The Disappearing Expert

There was a book published in 2017 called "The Death of Expertise" that explained why so many of us turned against established experts. We began to dismiss their credentials as elitist, or we started questioning the idea of expertise itself. The result is that we now treat every opinion as equally valid.

What we lost in that shift is the ability to tell who actually knows what they are talking about. I miss knowing what truly qualifies someone to speak on complicated topics. When did we stop caring whether someone has actually studied economics before they explain inflation, or worked in healthcare before they dismiss medical research?

This matters more than ever because AI is making everything harder to verify. With deepfakes and AI-generated articles, we now live in a world where you can't always trust what you see or read. Hearing from people who actually know their stuff isn't just helpful anymore, it's essential. When everything can be faked, actual expertise becomes one of the few things we can still hold on to.

And yet, we're building AI systems that could erase that entirely. When we let AI do all our research for us, we risk not just ignoring experts—we won't even know they exist. Right now, AI pulls from Reddit, Quora, or news snippets, blending expert voices with random ones. Attribution disappears. Bias is hidden. By the time you're reading the output, you have no idea whose perspective you're seeing, or whose you're missing.

But there does seem to be a shift away from shallow takes. Super-specialized newsletters and 3-hour deep-dive podcasts with actual experts are finding real audiences. People are hungry for context, for understanding how all the pieces connect, and for someone who can explain not just what's happening but why it matters. Maybe we are finally tired of TikTok takes?
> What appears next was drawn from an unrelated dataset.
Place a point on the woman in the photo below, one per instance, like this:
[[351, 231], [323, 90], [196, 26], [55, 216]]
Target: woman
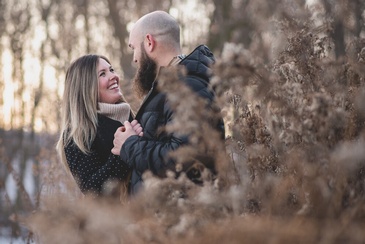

AI is arriving at exactly this inflection point. Just as people are rediscovering the value of expertise, we're building systems that could make it invisible. This is why attribution matters so much. We need to see where AI is getting its information. And to trust expertise again, people need to see not just information but the people behind it, including their work, their history, and their perspective.

I'm working on something new to try to address some of these challenges. The questions I'm wrestling with are these: How do we build systems, whether in AI, media or education that put real expertise front and center? What would it actually look like to design for credibility instead of virality? I'd genuinely love your thoughts.